We show how a capability-based type system can be used to integrate external uniqueness into widely available object-oriented programming languages. Practical experience suggests that our system allows adding uniqueness information to common collection classes in a simple and concise way.

A prototype plugin for the Scala compiler can be found on the same page.

Generics of a Higher Kind

Generics of a Higher Kind. Adriaan Moors, Frank Piessens, and Martin Odersky.

With Java 5 and C# 2.0, first-order parametric polymorphism was introduced in mainstream object-oriented programming languages under the name of generics. Although the first-order variant of generics is very useful, it also imposes some restrictions: it is possible to abstract over a type, but the resulting type constructor cannot be abstracted over. This can lead to code duplication. We removed this restriction in Scala, by allowing type constructors as type parameters and abstract types. This paper presents the design and implementation of the resulting type constructor polymorphism. It combines type constructor polymorphism with implicit parameters to yield constructs similar to, and at times more expressive than, Haskell’s constructor type classes. The paper also studies interactions with other object-oriented language constructs, and discusses the gains in expressiveness.

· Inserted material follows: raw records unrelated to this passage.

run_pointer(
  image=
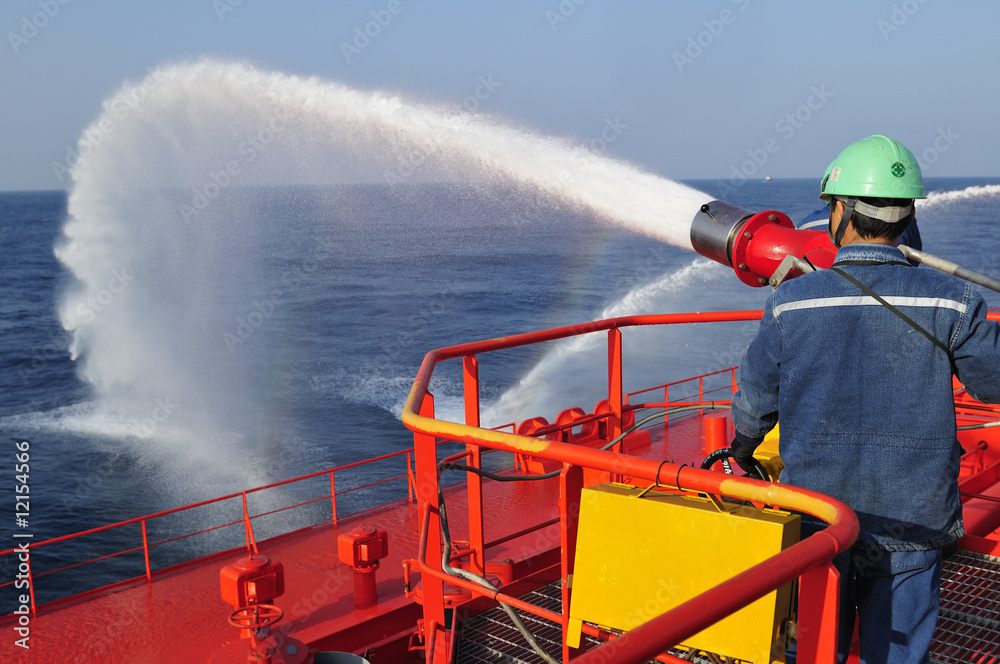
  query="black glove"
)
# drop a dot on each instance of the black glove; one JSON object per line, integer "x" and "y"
{"x": 743, "y": 456}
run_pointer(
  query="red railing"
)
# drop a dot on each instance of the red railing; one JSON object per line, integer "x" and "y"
{"x": 808, "y": 560}
{"x": 245, "y": 518}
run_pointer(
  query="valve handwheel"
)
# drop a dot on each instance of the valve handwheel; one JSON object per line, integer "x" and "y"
{"x": 259, "y": 615}
{"x": 724, "y": 455}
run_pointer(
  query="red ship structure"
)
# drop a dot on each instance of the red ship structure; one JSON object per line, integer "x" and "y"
{"x": 606, "y": 535}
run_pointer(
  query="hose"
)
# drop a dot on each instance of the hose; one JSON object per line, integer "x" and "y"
{"x": 951, "y": 268}
{"x": 475, "y": 578}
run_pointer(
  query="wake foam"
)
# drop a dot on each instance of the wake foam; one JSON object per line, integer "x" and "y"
{"x": 166, "y": 235}
{"x": 969, "y": 193}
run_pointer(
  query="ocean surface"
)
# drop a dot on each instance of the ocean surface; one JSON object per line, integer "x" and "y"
{"x": 199, "y": 365}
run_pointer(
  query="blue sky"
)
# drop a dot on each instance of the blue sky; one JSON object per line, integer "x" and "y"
{"x": 697, "y": 89}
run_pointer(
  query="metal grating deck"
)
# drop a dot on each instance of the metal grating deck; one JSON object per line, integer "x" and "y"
{"x": 968, "y": 629}
{"x": 490, "y": 638}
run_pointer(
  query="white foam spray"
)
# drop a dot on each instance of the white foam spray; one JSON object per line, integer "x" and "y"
{"x": 163, "y": 190}
{"x": 969, "y": 193}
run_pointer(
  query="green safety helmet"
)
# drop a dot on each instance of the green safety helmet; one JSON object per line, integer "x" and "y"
{"x": 876, "y": 166}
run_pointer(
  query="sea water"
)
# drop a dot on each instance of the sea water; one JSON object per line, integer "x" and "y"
{"x": 240, "y": 298}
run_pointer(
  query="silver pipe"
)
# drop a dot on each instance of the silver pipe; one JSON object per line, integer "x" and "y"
{"x": 951, "y": 268}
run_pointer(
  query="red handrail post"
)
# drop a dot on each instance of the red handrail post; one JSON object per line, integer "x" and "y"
{"x": 411, "y": 481}
{"x": 615, "y": 391}
{"x": 819, "y": 615}
{"x": 333, "y": 498}
{"x": 570, "y": 488}
{"x": 425, "y": 453}
{"x": 145, "y": 551}
{"x": 31, "y": 585}
{"x": 474, "y": 482}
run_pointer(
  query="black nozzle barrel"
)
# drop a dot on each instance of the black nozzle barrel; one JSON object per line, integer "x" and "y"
{"x": 715, "y": 228}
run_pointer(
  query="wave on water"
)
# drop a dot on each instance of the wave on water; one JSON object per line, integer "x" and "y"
{"x": 969, "y": 193}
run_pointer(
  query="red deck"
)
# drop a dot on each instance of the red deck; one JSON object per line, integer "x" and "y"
{"x": 178, "y": 614}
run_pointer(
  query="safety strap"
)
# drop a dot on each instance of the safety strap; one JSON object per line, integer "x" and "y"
{"x": 909, "y": 321}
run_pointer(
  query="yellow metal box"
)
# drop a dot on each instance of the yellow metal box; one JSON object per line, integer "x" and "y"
{"x": 637, "y": 557}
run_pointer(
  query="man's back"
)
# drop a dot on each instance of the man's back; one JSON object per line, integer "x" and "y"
{"x": 866, "y": 402}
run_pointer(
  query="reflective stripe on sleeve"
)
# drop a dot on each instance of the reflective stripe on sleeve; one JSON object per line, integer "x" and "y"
{"x": 864, "y": 300}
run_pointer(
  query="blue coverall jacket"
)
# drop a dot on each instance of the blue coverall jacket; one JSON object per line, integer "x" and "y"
{"x": 865, "y": 401}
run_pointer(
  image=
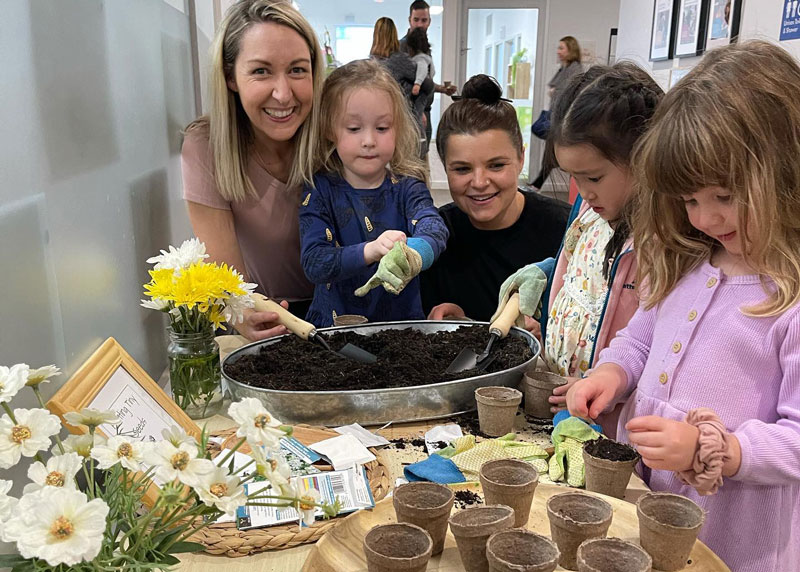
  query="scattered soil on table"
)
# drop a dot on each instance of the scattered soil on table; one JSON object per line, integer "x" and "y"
{"x": 406, "y": 358}
{"x": 610, "y": 450}
{"x": 465, "y": 499}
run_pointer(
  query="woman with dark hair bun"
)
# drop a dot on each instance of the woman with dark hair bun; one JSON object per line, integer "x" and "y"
{"x": 494, "y": 226}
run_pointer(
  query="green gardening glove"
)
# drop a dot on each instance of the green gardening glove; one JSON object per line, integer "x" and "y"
{"x": 396, "y": 269}
{"x": 530, "y": 281}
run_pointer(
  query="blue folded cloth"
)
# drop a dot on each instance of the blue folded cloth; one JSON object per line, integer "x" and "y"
{"x": 564, "y": 414}
{"x": 435, "y": 468}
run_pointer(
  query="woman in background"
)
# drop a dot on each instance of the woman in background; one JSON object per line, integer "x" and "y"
{"x": 243, "y": 162}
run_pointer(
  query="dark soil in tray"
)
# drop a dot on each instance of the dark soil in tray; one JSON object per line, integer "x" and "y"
{"x": 610, "y": 450}
{"x": 405, "y": 358}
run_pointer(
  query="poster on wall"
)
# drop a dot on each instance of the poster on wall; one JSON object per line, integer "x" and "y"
{"x": 690, "y": 31}
{"x": 661, "y": 31}
{"x": 723, "y": 22}
{"x": 790, "y": 20}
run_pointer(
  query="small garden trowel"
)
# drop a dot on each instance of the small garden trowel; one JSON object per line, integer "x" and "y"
{"x": 468, "y": 358}
{"x": 306, "y": 331}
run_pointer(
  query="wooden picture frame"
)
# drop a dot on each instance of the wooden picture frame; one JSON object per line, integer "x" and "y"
{"x": 662, "y": 30}
{"x": 691, "y": 18}
{"x": 719, "y": 31}
{"x": 111, "y": 379}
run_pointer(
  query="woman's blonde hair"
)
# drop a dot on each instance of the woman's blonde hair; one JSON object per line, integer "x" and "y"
{"x": 367, "y": 74}
{"x": 733, "y": 122}
{"x": 384, "y": 38}
{"x": 573, "y": 49}
{"x": 229, "y": 128}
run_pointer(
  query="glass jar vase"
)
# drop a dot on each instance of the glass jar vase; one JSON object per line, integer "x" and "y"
{"x": 194, "y": 372}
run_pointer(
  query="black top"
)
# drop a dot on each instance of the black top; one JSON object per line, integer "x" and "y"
{"x": 476, "y": 262}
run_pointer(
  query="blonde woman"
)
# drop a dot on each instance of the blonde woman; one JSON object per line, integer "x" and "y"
{"x": 244, "y": 163}
{"x": 368, "y": 219}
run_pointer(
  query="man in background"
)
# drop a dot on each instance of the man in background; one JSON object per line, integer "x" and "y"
{"x": 419, "y": 16}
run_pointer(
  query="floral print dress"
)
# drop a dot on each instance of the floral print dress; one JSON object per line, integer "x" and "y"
{"x": 575, "y": 315}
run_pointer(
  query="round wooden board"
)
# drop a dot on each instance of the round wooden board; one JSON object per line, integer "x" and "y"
{"x": 340, "y": 549}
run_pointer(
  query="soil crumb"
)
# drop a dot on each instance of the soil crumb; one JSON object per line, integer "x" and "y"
{"x": 406, "y": 358}
{"x": 609, "y": 449}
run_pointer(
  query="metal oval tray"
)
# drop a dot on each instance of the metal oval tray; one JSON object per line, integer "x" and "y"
{"x": 380, "y": 406}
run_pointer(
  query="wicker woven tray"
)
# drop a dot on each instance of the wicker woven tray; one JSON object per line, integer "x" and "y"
{"x": 225, "y": 539}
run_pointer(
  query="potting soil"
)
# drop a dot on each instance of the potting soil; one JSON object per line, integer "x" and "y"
{"x": 406, "y": 358}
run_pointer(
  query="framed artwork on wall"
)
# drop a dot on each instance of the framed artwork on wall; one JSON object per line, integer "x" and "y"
{"x": 690, "y": 27}
{"x": 723, "y": 21}
{"x": 661, "y": 30}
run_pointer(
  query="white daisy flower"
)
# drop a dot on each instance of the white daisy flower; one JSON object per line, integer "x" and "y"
{"x": 256, "y": 424}
{"x": 60, "y": 471}
{"x": 29, "y": 435}
{"x": 222, "y": 490}
{"x": 180, "y": 462}
{"x": 42, "y": 374}
{"x": 119, "y": 449}
{"x": 7, "y": 503}
{"x": 80, "y": 444}
{"x": 156, "y": 304}
{"x": 12, "y": 379}
{"x": 92, "y": 417}
{"x": 305, "y": 506}
{"x": 57, "y": 525}
{"x": 188, "y": 253}
{"x": 176, "y": 435}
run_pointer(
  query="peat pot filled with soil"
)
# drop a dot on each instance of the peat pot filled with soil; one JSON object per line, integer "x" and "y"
{"x": 300, "y": 382}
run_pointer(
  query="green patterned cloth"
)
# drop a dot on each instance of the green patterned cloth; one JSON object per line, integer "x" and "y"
{"x": 566, "y": 464}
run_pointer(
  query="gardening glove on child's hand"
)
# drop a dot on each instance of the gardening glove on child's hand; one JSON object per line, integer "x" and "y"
{"x": 530, "y": 281}
{"x": 396, "y": 269}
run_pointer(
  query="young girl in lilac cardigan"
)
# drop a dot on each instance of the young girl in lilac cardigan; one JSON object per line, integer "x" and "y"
{"x": 710, "y": 363}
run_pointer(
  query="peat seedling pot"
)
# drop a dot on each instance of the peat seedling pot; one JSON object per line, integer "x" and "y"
{"x": 609, "y": 465}
{"x": 668, "y": 528}
{"x": 612, "y": 555}
{"x": 427, "y": 505}
{"x": 575, "y": 517}
{"x": 512, "y": 483}
{"x": 497, "y": 409}
{"x": 472, "y": 527}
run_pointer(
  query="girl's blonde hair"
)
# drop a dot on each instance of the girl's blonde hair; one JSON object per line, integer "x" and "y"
{"x": 384, "y": 38}
{"x": 229, "y": 128}
{"x": 732, "y": 122}
{"x": 367, "y": 74}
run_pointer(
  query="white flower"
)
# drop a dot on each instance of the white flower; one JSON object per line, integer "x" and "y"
{"x": 255, "y": 423}
{"x": 222, "y": 490}
{"x": 80, "y": 444}
{"x": 156, "y": 304}
{"x": 92, "y": 417}
{"x": 275, "y": 470}
{"x": 60, "y": 471}
{"x": 42, "y": 374}
{"x": 305, "y": 506}
{"x": 180, "y": 462}
{"x": 59, "y": 526}
{"x": 29, "y": 435}
{"x": 12, "y": 380}
{"x": 121, "y": 450}
{"x": 190, "y": 251}
{"x": 7, "y": 503}
{"x": 176, "y": 435}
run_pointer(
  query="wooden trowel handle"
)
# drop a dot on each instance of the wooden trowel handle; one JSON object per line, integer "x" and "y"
{"x": 507, "y": 317}
{"x": 298, "y": 327}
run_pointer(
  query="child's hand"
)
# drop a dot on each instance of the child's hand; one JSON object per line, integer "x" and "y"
{"x": 663, "y": 443}
{"x": 559, "y": 398}
{"x": 590, "y": 396}
{"x": 378, "y": 248}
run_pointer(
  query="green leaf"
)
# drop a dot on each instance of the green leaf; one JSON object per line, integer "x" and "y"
{"x": 179, "y": 547}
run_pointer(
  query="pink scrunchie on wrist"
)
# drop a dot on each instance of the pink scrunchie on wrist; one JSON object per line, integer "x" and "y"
{"x": 713, "y": 451}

Many readers will already be aware that Scala has added support for higher-kinded generics, related to Haskell's type constructor classes. I believe Scala is the first language to provide this capability in an OO "generics" framework. This ECOOP submission presents this work, with many practical examples.

(Consider this penance for my last post...)

OCaml Light: A Formal Semantics For a Substantial Subset of the Objective Caml Language

OCaml Light: a formal semantics for a substantial subset of the Objective Caml language.

OCaml light is a formal semantics for a substantial subset of the Objective Caml language. It is written in Ott, and it comprises a small-step operational semantics and a syntactic, non-algorithmic type system. A type soundness theorem has been proved and mechanized using the HOL-4 proof assistant, thereby ensuring that the proof is free from errors. To ensure that the operational semantics accurately models Objective Caml, an executable version of the semantics has been created (and proved equivalent in HOL to the original, relational version) and tested on a number of small test cases.

Note that while we have tried to make the semantics accurate, we are not part of the OCaml development team - this is in no sense a normative specification of the implemented language.

From a team including Peter Sewell (Acute, HashCaml, Ott).

I continue to believe that things are heating up nicely in mechanized metatheory, which, in the multicore/multiprocessor world in which we now live, is extremely good news.

Metaprogramming with Traits

Metaprogramming with Traits, Aaron Turon and John Reppy. ECOOP 2007

In many domains, classes have highly regular internal structure. For example, so-called business objects often contain boilerplate code for mapping database fields to class members. The boilerplate code must be repeated per-field for every class, because existing mechanisms for constructing classes do not provide a way to capture and reuse such member-level structure. As a result, programmers often resort to ad ho code generation. This paper presents a lightweight mechanism for specifying and reusing member-level structure in Java programs. The proposal is based on a modest extension to traits that we have termed trait-based metaprogramming. Although the semantics of the mechanism are straightforward, its type theory is difficult to reconcile with nominal subtyping. We achieve reconciliation by introducing a hybrid structural/nominal type system that extends Java's type system. The paper includes a formal calculus defined by translation to Featherweight Generic Java.

This paper explains how to scratch an itch I've had for a long, long time -- uniformly generating groups of fields and methods, including computation of the field/method names. Something like this would be quite useful in an ML-like language's module system, too.